Strangely, this led us to discuss the scholarly nature of surgery. The most informative part revolved around the schools a doctor attends—they don’t matter outside of academic surgery positions. An academic surgeon is one who engages in research and teaches others, contributing to advancement and innovation more so than directly healing patients. Most surgeons do not pursue these positions; they dedicate themselves to primarily serving as physicians. With so many excellent medical schools and residency programs throughout the country, the latter type of doctor is ensured a proper education almost anywhere. Barring programs of outright poor quality, these programs practically guarantee their competence and ability, given their own desire to learn permits that success. A doctor for whom Dr. Kronson once interviewed put it like this: “I see you’ve got all these degrees, you went to Stanford…good for you. Who cares? All I care about is whether you can take care of patients.” Only within academic centers, among research-focused surgeons, is it important to have attended schools like Harvard, or to have done a residency at places like Massachusetts General Hospital. Otherwise, a surgeon’s abilities and their performance far supersede these credentials. Instead of considering what school to attend, Dr. Kronson thinks that it is more important that a future surgeon figure out exactly what they want to do with their life. The training is arduous, and the ends must justify the means. His recommendation was to research what a career in a given specialty looks like. Surgeons are limited to the organ system of their specialty, and constantly work with the same diseases and procedures. It is imperative that the way in which a surgeon dedicates his life to medicine is a manifestation of their own desires. They should be happy with the common duties of their job. It isn’t anywhere near as helpful to pursue famous schools. With himself as an example, Dr. Kronson reflected, “If I had known then, I would not have shot for these big institutions…I did not get into UCLA, I did not get into Harvard Medical Center in Washington State, I did not get into UCSF…I got into [choice] number five, and I would not have been any better of a surgeon if I had gotten into those other places.” So much learning happens in the field—regardless of where a surgeon is—, and not in the classroom. Whether in residency or med school, prestige carries no tangible benefit for most surgeons.
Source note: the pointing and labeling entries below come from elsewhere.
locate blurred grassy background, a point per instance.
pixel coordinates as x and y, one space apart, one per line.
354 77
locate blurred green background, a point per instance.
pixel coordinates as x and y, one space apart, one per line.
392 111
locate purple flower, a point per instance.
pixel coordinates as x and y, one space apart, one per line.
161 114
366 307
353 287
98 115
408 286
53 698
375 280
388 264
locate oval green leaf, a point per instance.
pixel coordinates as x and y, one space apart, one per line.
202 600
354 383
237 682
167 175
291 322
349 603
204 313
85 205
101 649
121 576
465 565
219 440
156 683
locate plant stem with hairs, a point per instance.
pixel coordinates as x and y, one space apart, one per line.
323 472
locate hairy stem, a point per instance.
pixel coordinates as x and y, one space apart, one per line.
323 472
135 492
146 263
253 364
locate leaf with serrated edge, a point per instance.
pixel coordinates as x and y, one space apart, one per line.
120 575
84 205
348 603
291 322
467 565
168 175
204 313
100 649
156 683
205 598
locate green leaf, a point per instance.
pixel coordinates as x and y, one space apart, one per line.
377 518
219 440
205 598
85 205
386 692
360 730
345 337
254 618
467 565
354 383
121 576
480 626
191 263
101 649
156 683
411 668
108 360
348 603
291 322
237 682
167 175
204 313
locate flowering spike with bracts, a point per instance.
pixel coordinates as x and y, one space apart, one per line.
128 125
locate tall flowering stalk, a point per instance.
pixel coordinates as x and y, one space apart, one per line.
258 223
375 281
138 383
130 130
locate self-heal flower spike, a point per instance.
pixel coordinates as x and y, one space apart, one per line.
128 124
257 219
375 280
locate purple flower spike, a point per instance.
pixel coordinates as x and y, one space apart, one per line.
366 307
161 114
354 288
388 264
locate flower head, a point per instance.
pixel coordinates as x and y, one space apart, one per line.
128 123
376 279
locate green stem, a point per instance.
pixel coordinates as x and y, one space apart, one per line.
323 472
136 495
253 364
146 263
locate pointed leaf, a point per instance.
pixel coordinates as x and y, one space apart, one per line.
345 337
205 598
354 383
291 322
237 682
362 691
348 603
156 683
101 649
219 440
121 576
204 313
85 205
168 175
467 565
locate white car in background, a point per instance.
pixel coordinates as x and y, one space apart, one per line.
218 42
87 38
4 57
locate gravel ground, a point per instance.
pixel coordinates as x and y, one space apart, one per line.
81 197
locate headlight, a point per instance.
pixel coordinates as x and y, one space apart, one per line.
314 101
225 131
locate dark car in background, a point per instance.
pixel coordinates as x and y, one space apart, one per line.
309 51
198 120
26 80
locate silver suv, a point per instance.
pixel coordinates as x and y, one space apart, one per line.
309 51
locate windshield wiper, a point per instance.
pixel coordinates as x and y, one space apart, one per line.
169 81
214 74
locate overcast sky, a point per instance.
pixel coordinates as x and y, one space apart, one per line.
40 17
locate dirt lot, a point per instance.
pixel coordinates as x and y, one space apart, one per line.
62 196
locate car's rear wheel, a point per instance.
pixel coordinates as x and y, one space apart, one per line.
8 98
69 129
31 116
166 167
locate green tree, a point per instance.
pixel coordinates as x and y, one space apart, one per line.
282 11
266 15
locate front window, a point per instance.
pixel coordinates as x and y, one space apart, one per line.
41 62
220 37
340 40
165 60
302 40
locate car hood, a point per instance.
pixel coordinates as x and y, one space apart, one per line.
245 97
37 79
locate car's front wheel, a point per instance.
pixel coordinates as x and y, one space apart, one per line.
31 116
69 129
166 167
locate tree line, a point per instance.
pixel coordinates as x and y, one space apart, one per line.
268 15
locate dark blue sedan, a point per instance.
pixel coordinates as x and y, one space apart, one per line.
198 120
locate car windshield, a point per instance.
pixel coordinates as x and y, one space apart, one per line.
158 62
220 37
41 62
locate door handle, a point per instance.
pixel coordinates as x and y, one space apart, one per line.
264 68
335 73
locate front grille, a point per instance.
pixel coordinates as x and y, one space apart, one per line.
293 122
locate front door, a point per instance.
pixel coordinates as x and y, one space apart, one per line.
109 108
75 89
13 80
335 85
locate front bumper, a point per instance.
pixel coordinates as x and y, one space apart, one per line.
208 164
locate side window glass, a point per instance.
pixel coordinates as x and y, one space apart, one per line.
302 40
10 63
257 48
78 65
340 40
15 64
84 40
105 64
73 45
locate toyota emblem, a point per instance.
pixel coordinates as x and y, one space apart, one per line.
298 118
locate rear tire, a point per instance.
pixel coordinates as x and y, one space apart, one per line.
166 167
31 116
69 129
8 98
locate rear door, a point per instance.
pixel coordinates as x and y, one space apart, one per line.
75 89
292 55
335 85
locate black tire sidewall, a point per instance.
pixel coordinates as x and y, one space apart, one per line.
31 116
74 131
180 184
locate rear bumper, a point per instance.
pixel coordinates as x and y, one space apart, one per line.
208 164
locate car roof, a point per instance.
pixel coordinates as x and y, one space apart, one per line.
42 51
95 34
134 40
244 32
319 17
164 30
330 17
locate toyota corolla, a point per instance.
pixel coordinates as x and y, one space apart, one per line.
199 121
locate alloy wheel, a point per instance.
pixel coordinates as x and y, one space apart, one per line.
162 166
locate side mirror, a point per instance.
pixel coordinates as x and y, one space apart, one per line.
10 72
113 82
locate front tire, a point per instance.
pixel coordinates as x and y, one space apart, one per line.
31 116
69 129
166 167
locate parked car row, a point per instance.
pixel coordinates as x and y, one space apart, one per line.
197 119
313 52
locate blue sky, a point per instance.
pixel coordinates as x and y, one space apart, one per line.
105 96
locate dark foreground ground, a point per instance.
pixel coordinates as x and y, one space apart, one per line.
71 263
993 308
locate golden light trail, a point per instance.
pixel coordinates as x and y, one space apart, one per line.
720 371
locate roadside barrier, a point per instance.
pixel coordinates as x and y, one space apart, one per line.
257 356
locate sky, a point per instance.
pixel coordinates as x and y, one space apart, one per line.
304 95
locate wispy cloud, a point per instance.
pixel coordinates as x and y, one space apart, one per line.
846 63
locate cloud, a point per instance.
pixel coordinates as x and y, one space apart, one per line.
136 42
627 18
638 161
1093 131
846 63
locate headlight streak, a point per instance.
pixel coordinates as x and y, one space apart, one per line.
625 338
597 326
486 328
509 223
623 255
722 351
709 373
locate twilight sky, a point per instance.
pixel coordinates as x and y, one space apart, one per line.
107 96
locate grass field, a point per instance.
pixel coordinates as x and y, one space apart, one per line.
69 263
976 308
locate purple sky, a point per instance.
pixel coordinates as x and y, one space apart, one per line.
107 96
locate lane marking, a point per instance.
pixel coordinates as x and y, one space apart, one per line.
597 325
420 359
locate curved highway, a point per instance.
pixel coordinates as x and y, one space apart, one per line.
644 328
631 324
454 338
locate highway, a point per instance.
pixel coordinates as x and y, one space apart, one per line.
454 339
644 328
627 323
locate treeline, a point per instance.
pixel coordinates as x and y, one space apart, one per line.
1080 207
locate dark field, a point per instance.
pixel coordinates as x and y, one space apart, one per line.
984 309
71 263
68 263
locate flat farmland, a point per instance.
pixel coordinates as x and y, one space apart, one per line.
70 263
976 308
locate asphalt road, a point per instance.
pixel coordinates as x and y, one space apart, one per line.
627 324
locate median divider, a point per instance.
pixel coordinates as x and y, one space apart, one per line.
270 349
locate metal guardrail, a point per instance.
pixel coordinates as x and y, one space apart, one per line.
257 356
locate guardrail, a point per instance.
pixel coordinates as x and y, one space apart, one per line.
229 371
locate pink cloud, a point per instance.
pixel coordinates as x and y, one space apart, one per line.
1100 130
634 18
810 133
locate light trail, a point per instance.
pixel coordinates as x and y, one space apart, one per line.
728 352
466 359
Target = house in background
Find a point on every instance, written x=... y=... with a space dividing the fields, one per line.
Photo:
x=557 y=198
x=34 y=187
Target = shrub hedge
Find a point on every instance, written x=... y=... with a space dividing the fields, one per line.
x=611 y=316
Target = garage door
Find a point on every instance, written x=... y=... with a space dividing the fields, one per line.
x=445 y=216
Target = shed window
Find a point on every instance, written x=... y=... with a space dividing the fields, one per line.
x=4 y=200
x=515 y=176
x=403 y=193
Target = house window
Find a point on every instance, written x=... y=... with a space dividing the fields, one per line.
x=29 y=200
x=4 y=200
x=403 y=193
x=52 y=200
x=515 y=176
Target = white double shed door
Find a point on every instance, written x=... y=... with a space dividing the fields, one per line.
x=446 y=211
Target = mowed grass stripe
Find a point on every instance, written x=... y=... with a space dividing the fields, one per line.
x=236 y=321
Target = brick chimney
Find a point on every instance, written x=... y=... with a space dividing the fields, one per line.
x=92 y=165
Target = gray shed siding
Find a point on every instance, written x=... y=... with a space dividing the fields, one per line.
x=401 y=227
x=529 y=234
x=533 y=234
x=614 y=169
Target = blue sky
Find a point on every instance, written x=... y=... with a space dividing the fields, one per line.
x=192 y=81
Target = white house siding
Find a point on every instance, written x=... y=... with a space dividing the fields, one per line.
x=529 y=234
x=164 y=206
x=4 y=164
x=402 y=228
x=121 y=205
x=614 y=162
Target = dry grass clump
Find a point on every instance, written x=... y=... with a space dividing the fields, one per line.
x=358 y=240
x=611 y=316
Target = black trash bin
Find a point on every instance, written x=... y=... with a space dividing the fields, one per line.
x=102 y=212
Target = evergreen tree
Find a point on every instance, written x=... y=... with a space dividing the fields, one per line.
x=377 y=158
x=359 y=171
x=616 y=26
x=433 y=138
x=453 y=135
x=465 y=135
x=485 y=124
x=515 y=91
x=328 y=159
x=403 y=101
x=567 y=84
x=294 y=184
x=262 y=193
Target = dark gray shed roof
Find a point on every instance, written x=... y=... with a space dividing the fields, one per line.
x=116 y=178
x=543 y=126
Our conversation wound down as we discussed a number of smaller topics. Among them was the utter importance of maintaining humanity. A doctor is a healer before they are anything else. Primum non nocere (“first, do no harm” in Latin) governs medicine through an absolute monarchy. It is a principle any doctor in any specialty abides by. Honesty—to superiors, patients, and peers—, admitting mistakes, and empathy are attributes that any physician should demonstrate. Otherwise, they simply cannot carry out their duties, and would violate the very tenets the Hippocratic Oath holds them to. 

This drew us to the end of our discussion. We concluded the interview with my mind a blossomed field of newfound knowledge and insight, ripe for a prime harvest. Before I left, though, I made sure to express my respect for the collection of Porsche 911 calendars he had on his walls. It felt good to know that surgeons could still have time to enjoy German engineering’s finest project.